Derive the expression for gravitational potential energy.

(i) Two masses `m_(1)` and `m_(2)` are initially separated by a distance r. Assume `m_(1)` to be fixed in its position, work must be done on `m_(2)` to move the distance from 'r' to r' to r as shown in figure (a).

(iii) To move the mass `m_(2)` through an infinitesimal displacement `d vec(r)` from r to `vec(r) + d vec(r)` (shown in the Figure (b)). work has to be done externally. This infinitesimal work is given by
`dW = vec(F)_(ext) . d vec(r)" ".......(1)`
The work is done against the gravitational force, therefore,
`|vec(F)_(ext)| = |vec(F)_(G)| = (Gm_(1)m_(2))/(r^2)" ".......(2)`
Substituting Equation (2) in (1), we get
`dW = (Gm_(1)m_(2))/(r^2)hat(r). d vec(r)`
`dvec(r) = dr hat(r) , (Gm_(1)m_2)/(r^2) hat(r) . d vec(r) = dW`
`hat(r) . hat(r)` = 1 (since both are unit vectors)

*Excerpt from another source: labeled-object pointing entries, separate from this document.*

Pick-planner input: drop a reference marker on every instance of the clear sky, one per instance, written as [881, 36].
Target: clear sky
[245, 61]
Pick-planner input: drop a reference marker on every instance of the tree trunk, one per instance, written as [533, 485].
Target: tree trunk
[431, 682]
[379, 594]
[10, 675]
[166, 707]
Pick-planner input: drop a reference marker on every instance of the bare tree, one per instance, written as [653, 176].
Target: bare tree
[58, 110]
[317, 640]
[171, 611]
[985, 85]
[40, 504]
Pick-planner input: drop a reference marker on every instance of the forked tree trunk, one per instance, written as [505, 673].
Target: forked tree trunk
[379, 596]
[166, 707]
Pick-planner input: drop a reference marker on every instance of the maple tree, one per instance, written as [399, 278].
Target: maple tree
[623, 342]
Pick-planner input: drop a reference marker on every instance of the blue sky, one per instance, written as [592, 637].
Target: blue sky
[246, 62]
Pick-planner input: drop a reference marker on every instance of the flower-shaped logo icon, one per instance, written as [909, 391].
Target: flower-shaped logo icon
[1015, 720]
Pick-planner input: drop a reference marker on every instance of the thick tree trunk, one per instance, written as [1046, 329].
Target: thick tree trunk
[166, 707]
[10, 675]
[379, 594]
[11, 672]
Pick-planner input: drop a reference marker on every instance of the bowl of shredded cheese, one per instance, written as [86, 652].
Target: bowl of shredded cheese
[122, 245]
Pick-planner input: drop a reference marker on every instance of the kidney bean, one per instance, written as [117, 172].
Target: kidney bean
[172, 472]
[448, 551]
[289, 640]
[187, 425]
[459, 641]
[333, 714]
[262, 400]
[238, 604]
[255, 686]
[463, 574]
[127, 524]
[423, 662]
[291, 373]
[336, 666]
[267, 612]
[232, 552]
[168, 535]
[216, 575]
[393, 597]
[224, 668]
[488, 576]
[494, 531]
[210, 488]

`:. dW = (Gm_(1)m_(2))/(r^2) dr`
(iii) Thus the total work done for displaceing the particle form r' to r is
`W = int_(r')^(r) dW = int_(r')^(r) (Gm_(1)m_2)/(r^2) dr`
`W = -((Gm_(1)m_2)/(r^2))_(r')^(r)`
`W = -(Gm_(1)m_2)/(r)+(Gm_(1)m_2)/(r')`
`W = U(r) - U(r')`, Where `U(r) = (-Gm_(1)m_2)/(r)`
(iv) This work done W gives the gravitational potential energy difference of the system of masses `m_(1)` and `m_(2)` when the separation between them are r and r' respectively.